Le Cameroun face au défi d’un retour au fédéralisme


Un système politique au cœur des tensions
Le Cameroun, depuis son indépendance, oscille entre unité nationale et aspirations régionales. La question du fédéralisme resurgit régulièrement, portée par des revendications persistantes dans les zones anglophones du Nord-Ouest et du Sud-Ouest. Ces régions, anciennement sous administration britannique, dénoncent un centralisme perçu comme oppressif et réclament une plus grande autonomie.
Un dialogue national sous haute tension
En 2019, le gouvernement camerounais a tenté de désamorcer la crise en organisant un Dialogue national à Yaoundé.
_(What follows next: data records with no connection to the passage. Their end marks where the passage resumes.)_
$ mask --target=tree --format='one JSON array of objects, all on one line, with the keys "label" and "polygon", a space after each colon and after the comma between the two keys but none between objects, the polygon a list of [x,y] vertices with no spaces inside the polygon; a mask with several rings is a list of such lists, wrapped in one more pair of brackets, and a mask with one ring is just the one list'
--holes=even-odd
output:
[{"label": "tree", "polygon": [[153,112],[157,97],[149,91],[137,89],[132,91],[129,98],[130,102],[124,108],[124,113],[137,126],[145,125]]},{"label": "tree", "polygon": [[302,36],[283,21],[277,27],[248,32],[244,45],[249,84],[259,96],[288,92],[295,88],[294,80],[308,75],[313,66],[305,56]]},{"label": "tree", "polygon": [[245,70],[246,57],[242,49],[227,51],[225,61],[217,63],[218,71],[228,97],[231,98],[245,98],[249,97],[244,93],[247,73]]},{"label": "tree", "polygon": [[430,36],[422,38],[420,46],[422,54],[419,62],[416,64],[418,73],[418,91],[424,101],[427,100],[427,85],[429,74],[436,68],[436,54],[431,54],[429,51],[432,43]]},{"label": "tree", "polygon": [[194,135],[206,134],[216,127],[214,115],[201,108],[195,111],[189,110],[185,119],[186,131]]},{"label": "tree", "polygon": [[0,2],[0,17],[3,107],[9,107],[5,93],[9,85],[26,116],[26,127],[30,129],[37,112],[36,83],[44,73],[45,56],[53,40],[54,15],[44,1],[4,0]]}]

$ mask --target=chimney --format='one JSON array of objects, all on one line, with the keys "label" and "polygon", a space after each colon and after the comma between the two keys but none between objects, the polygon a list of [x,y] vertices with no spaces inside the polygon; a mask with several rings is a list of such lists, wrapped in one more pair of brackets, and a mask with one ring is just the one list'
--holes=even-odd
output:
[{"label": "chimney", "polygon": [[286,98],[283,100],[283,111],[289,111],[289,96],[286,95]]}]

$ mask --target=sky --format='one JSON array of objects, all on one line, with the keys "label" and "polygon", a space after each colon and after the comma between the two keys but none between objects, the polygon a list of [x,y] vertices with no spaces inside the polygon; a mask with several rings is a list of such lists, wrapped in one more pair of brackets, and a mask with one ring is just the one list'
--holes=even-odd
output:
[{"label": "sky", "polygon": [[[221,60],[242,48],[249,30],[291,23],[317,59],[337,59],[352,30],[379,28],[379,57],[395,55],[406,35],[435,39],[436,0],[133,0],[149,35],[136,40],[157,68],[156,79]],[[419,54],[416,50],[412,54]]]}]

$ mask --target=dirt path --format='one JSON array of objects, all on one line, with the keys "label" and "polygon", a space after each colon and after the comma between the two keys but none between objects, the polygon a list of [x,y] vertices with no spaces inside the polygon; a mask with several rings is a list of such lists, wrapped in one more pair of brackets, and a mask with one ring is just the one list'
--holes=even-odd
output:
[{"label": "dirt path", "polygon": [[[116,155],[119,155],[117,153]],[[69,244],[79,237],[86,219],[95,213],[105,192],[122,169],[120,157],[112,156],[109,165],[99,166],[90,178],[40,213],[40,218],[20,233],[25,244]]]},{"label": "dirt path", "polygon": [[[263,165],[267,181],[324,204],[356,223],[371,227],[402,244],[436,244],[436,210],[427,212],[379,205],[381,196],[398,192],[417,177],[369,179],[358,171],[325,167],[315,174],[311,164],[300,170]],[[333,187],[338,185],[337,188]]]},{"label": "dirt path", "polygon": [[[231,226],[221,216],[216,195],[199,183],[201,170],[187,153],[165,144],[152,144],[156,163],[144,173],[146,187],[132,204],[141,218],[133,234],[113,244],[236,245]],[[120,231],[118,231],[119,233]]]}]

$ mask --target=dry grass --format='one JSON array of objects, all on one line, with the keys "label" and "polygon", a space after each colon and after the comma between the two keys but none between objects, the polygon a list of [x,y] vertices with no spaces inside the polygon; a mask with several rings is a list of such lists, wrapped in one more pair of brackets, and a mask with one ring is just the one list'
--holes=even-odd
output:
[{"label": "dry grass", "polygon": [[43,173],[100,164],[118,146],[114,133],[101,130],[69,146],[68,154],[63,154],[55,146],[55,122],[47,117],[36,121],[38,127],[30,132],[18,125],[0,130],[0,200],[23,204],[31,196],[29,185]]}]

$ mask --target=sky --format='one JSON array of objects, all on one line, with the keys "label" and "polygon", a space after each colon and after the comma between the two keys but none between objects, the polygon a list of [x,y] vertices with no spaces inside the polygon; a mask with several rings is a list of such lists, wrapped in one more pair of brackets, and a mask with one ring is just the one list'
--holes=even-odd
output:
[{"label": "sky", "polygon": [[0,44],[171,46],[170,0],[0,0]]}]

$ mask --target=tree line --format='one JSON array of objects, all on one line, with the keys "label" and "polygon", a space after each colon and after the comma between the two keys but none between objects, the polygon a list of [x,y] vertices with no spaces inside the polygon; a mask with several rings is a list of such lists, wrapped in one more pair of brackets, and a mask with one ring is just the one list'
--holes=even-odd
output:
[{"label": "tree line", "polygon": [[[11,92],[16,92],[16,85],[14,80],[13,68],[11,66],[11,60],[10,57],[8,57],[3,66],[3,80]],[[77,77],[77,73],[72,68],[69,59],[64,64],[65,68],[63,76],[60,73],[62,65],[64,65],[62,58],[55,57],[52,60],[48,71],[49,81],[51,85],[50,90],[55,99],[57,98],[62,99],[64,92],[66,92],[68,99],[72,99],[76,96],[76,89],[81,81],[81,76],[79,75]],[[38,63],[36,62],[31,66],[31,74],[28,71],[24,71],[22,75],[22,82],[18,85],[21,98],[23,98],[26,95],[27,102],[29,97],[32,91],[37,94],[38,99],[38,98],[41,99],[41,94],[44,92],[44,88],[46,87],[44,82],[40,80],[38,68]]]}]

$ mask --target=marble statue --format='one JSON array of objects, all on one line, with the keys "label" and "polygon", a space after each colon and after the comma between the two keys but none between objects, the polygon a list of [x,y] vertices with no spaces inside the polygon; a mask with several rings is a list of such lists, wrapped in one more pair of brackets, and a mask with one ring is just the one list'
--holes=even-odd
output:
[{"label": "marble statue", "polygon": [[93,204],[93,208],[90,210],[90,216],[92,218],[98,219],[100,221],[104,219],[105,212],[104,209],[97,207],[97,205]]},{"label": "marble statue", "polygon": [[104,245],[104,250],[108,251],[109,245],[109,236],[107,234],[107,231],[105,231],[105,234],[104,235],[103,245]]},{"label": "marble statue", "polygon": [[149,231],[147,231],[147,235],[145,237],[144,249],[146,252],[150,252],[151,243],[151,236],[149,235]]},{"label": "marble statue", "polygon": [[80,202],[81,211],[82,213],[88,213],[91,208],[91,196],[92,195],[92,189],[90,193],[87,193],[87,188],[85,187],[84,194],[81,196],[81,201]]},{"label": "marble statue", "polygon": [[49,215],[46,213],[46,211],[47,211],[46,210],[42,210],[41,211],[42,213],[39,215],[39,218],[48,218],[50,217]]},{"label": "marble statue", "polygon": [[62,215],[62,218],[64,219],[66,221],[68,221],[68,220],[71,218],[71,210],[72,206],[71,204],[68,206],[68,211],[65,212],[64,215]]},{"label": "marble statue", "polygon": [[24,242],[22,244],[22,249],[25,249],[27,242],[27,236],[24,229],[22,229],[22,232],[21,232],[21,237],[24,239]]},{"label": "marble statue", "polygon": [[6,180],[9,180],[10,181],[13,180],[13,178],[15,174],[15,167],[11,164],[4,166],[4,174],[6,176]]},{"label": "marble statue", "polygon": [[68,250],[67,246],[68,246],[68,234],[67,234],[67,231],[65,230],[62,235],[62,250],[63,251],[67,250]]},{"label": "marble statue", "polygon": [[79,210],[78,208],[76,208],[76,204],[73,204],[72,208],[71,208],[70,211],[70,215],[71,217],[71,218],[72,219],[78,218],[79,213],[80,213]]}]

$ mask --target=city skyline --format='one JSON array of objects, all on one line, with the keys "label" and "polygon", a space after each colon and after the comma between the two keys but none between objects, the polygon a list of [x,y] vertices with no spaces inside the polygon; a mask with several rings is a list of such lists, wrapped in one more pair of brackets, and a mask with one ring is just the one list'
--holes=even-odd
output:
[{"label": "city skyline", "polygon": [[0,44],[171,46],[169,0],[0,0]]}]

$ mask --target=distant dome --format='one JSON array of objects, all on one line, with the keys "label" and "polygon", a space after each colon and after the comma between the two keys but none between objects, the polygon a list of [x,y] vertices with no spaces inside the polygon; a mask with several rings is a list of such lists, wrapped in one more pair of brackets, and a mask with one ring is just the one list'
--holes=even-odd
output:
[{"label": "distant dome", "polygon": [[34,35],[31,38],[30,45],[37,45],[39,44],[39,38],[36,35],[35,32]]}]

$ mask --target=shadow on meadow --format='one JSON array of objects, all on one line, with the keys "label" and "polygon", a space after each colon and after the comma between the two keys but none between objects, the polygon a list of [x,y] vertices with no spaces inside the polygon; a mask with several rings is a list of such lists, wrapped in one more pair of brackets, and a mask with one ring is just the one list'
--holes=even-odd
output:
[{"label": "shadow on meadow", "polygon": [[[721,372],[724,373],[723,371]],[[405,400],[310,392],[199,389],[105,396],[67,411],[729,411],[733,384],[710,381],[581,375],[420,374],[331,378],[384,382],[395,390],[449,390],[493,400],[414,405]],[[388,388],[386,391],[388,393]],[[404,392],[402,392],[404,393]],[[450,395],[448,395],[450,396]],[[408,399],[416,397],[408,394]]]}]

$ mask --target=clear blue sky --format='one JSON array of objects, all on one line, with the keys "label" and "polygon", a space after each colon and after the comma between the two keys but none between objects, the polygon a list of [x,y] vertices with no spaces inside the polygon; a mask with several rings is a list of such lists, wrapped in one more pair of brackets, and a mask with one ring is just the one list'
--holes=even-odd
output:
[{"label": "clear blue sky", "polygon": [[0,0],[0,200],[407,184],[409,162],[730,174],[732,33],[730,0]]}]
Sous la présidence du Premier ministre Joseph Dion Ngute, cette rencontre visait à apaiser les tensions et proposer des solutions structurelles. Pourtant, l’absence remarquée de figures majeures de la rébellion a rapidement douché les espoirs d’une résolution rapide.
Les séparatistes, notamment les leaders des mouvements indépendantistes, ont boycotté l’événement, estimant que les discussions ne mèneraient à aucune avancée concrète. Leur refus de participer a mis en lumière l’écart persistant entre les attentes des populations locales et les propositions gouvernementales.
Les figures historiques, entre héritage et modernité
Le débat sur le fédéralisme au Cameroun ne peut ignorer le rôle des présidents qui ont façonné le pays. Ahmadou Ahidjo, premier président après l’indépendance, avait initialement opté pour un système fédéral avant de le remplacer par un régime unitaire en 1972. Cette décision reste un sujet de controverse, certains y voyant une trahison des promesses faites aux régions anglophones.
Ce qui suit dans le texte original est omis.